Five more exclusive invitations have followed, most of them ill-written.  AI has made this possible.  In a wonderful workshop Gillian Bell gave to members of the Saskatchewan Writers' Guild, she explained how AI allows the perps to "scrape" the internet for information about our books and then write the invitation that follows.  It will sound like they've read our book, though it will also sound as if they are not very good readers or writers.  Writers I know have said they seem to target books with good reviews but only modest sales.

But does AI make this possible in another way?  There are questions huddling in the dark:  can AI write a novel?  Can it write a film script? There is also gossip in the margins of magazines about the arts or culture--about how so-and-so used AI to write a novel, though the publisher then refused to publish it.  About the great film script that was going to be used by...someone. Just today there was scandal about a piece published in Granta that had used AI. I don't believe AI is going to replace art.  How do you write a love scene without having a body that could have experienced it?  How do you describe the existential dread of dying without a body?  A mash-up of other people's words aren't going to cut it.  But my disbelief isn't shared by people who aren't creative, except for the scams they think up.  I fear that there is a cynicism growing about the written word, a mistaken belief that a machine's words are just as good as a human's.  That's where the danger lies.
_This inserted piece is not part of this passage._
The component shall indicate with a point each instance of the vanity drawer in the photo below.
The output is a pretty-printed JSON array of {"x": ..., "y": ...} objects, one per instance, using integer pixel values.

Because once Claude Mythos has enabled someone to eat a union's pension funds or your child's education savings, once there is economic chaos, art is going to matter.  Once climate change really ramps up, art is going to matter.  Art teaches us empathy and introduces us to the complexity of ethical dilemmas.  Art comforts and illuminates.  Art introduces us to new experiences and points of view.  Art is a conversation about world views and hopes in a time when people are often just shouting at one another.  It asks "What if?"  It helps us solve problems and be kind to one another. Ironically, the people who have designed cynical scams, scams intended to harm writers, are going to need the downstream effects of art when the AI disruption hits.